To be fair, our capabilities are surprisingly impressive: The researchers found that on average, a human can remember about 5,000 faces. That includes people we know personally and famous people.
The researchers took an ingenious approach to their methodology, asking study participants to write down the names of people whose faces they could remember over the course of an hour. By assessing how participants’ ability to come up with names slowed over time, the researchers extrapolated their performance to guess at how many faces each subject would ultimately come up with.
In the end, there was a pretty wide range in performance, with subjects able to remember anywhere between 1,000 and 10,000 faces. Still, even those at the lower end of the spectrum would seem to be more than capable of recognizing acquaintances in everyday life. But that capability pales in comparison to the automated facial recognition systems now available, many of which can store databases of hundreds of thousands, and sometimes millions, of registered individuals.

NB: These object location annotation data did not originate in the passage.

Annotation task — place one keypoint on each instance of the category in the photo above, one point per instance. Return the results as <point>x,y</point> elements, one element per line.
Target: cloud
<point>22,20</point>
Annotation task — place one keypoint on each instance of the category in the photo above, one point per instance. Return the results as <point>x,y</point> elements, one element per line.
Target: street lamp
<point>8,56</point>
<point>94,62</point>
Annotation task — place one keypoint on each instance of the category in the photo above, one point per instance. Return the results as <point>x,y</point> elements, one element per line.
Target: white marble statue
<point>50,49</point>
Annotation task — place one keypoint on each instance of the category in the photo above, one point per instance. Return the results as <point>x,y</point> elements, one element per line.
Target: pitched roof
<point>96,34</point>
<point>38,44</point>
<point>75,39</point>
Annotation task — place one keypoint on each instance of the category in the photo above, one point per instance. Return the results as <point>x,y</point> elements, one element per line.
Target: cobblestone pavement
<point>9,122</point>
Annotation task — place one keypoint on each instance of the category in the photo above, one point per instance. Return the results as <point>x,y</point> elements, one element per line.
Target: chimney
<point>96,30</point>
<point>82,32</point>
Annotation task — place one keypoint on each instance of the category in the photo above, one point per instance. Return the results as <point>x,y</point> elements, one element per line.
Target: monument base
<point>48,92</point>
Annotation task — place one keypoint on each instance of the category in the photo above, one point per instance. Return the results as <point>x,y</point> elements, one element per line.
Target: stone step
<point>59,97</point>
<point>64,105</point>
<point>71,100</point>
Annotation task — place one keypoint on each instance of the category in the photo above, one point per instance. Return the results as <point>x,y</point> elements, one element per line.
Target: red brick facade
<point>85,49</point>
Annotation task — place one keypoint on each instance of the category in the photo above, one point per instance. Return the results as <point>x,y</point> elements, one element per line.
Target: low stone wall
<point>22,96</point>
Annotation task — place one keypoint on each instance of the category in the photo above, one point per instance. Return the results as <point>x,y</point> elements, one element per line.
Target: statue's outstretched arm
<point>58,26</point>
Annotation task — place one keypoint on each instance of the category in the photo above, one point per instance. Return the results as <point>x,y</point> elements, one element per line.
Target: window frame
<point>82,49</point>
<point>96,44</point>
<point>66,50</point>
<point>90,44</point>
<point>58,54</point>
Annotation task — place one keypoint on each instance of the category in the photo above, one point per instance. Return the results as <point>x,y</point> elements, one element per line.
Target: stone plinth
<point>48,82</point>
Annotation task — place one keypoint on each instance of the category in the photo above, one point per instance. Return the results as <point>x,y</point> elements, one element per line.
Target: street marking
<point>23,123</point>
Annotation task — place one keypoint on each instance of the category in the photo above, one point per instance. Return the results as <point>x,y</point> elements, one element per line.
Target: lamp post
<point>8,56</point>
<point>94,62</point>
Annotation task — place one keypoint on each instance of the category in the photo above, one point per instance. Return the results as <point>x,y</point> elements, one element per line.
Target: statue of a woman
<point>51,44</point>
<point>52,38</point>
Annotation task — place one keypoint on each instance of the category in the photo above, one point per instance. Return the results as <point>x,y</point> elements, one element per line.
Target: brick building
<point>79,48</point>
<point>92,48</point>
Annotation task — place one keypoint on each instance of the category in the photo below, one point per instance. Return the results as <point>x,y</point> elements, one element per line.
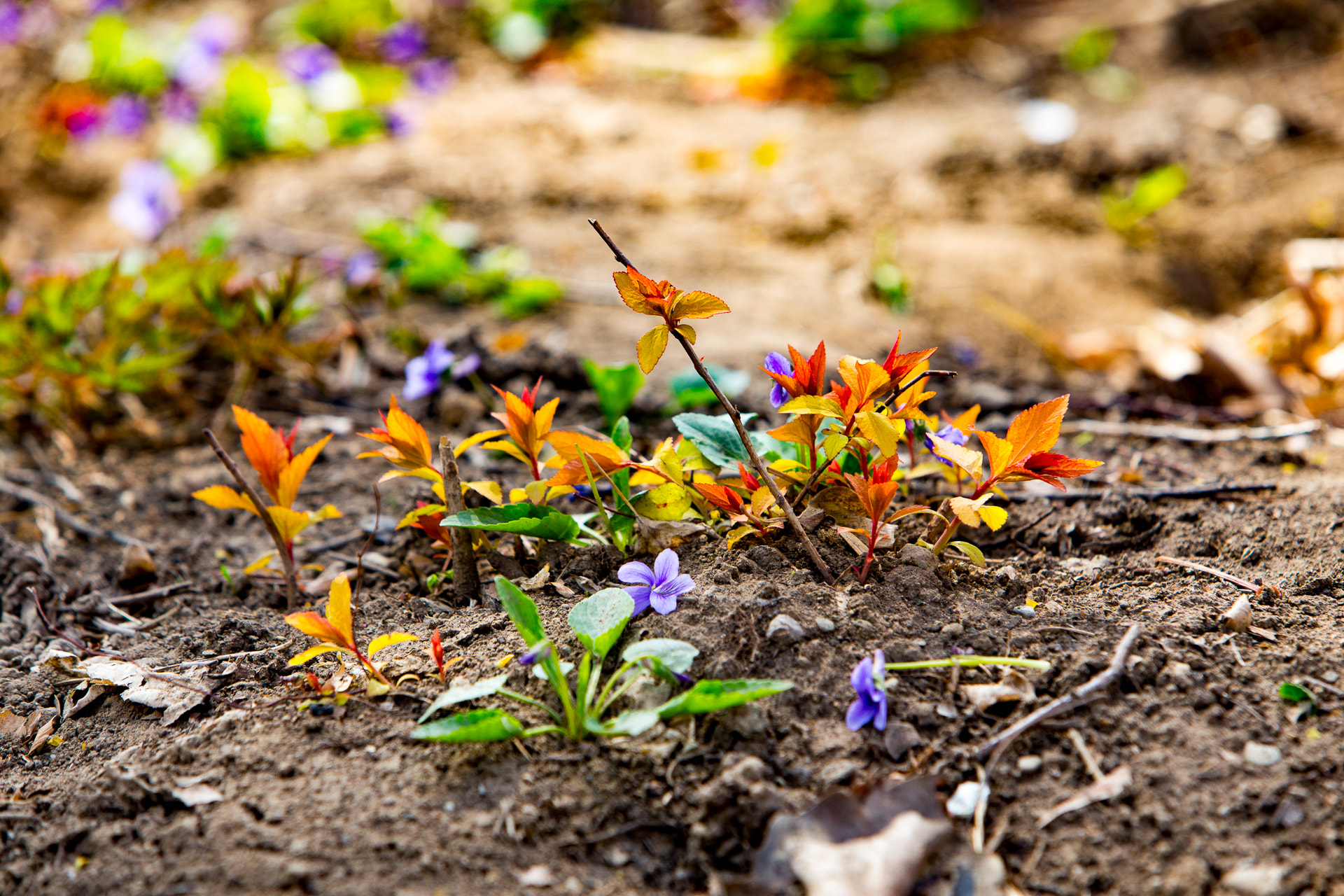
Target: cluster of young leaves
<point>597,622</point>
<point>281,473</point>
<point>70,343</point>
<point>432,255</point>
<point>848,41</point>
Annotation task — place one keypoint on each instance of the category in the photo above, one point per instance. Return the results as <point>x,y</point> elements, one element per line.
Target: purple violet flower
<point>403,42</point>
<point>949,433</point>
<point>127,115</point>
<point>148,199</point>
<point>869,680</point>
<point>11,22</point>
<point>433,76</point>
<point>657,587</point>
<point>308,62</point>
<point>777,363</point>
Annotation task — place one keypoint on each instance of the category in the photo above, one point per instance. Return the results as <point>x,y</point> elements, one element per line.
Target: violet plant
<point>598,624</point>
<point>870,682</point>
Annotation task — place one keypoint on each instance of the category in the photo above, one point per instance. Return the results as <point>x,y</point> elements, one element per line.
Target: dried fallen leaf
<point>1105,788</point>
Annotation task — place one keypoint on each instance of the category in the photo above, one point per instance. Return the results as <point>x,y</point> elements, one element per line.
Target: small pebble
<point>962,804</point>
<point>1261,754</point>
<point>1030,763</point>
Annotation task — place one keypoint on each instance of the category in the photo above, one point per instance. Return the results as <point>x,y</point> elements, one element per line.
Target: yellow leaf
<point>312,652</point>
<point>225,498</point>
<point>651,347</point>
<point>668,501</point>
<point>879,431</point>
<point>388,640</point>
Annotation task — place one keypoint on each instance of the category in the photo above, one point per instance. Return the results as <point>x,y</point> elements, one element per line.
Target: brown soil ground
<point>346,804</point>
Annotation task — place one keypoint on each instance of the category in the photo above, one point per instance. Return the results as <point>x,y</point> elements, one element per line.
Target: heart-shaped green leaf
<point>522,610</point>
<point>675,654</point>
<point>477,726</point>
<point>600,620</point>
<point>710,696</point>
<point>463,694</point>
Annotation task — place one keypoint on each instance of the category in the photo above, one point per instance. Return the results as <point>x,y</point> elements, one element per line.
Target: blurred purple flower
<point>949,433</point>
<point>777,363</point>
<point>425,374</point>
<point>148,199</point>
<point>176,104</point>
<point>657,587</point>
<point>433,76</point>
<point>362,269</point>
<point>870,682</point>
<point>308,62</point>
<point>403,42</point>
<point>127,115</point>
<point>11,22</point>
<point>85,121</point>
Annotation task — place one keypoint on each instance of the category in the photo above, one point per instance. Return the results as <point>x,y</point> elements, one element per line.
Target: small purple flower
<point>148,199</point>
<point>777,363</point>
<point>869,680</point>
<point>433,76</point>
<point>362,269</point>
<point>537,653</point>
<point>11,22</point>
<point>948,433</point>
<point>657,587</point>
<point>403,42</point>
<point>308,62</point>
<point>127,115</point>
<point>176,104</point>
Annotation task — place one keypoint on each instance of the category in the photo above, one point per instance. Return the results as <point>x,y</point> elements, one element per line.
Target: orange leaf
<point>696,305</point>
<point>651,347</point>
<point>1037,429</point>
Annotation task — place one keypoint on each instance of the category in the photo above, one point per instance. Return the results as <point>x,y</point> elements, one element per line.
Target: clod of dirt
<point>848,848</point>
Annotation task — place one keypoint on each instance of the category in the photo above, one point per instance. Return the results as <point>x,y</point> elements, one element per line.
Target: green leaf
<point>523,517</point>
<point>710,696</point>
<point>714,435</point>
<point>477,726</point>
<point>629,723</point>
<point>463,694</point>
<point>974,554</point>
<point>522,610</point>
<point>616,387</point>
<point>600,620</point>
<point>676,654</point>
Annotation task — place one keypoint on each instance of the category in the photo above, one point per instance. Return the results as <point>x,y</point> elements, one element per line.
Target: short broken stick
<point>465,580</point>
<point>264,512</point>
<point>1077,697</point>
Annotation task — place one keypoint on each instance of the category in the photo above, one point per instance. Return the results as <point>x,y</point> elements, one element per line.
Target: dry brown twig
<point>290,577</point>
<point>757,464</point>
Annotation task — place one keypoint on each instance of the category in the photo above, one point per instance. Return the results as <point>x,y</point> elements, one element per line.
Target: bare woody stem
<point>264,512</point>
<point>757,464</point>
<point>465,580</point>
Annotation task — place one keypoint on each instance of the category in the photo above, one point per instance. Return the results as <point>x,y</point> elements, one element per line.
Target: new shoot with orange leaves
<point>281,472</point>
<point>336,631</point>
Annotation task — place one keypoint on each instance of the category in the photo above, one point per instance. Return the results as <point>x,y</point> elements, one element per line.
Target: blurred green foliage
<point>847,39</point>
<point>425,255</point>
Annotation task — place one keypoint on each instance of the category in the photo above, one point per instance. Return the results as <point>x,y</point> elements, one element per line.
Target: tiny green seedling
<point>598,624</point>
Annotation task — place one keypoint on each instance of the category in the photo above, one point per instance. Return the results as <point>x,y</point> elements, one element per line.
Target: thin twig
<point>467,582</point>
<point>1193,492</point>
<point>264,512</point>
<point>1191,433</point>
<point>1072,700</point>
<point>67,519</point>
<point>757,464</point>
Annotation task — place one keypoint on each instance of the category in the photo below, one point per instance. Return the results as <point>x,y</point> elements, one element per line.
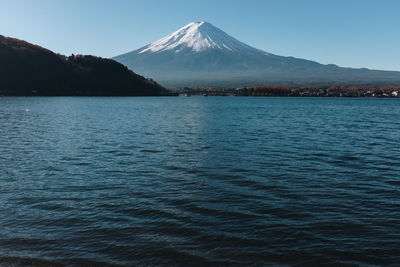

This doesn’t mean that contemporary facial recognition technology has made us redundant, of course. A study published earlier this year in the Proceedings of the National Academy of Sciences, for example, found that when it comes to matching faces between two different photos, the best performance is produced when a human forensic expert is paired with a biometric algorithm. But when it comes to sheer volume, it does appear that machines are more up to the job. One security guard at a given company, to take a hypothetical example, probably won’t be able to recognize a staff of more than 10,000 passing through the gates each day, and might not even be able to recognize more than a thousand familiar faces.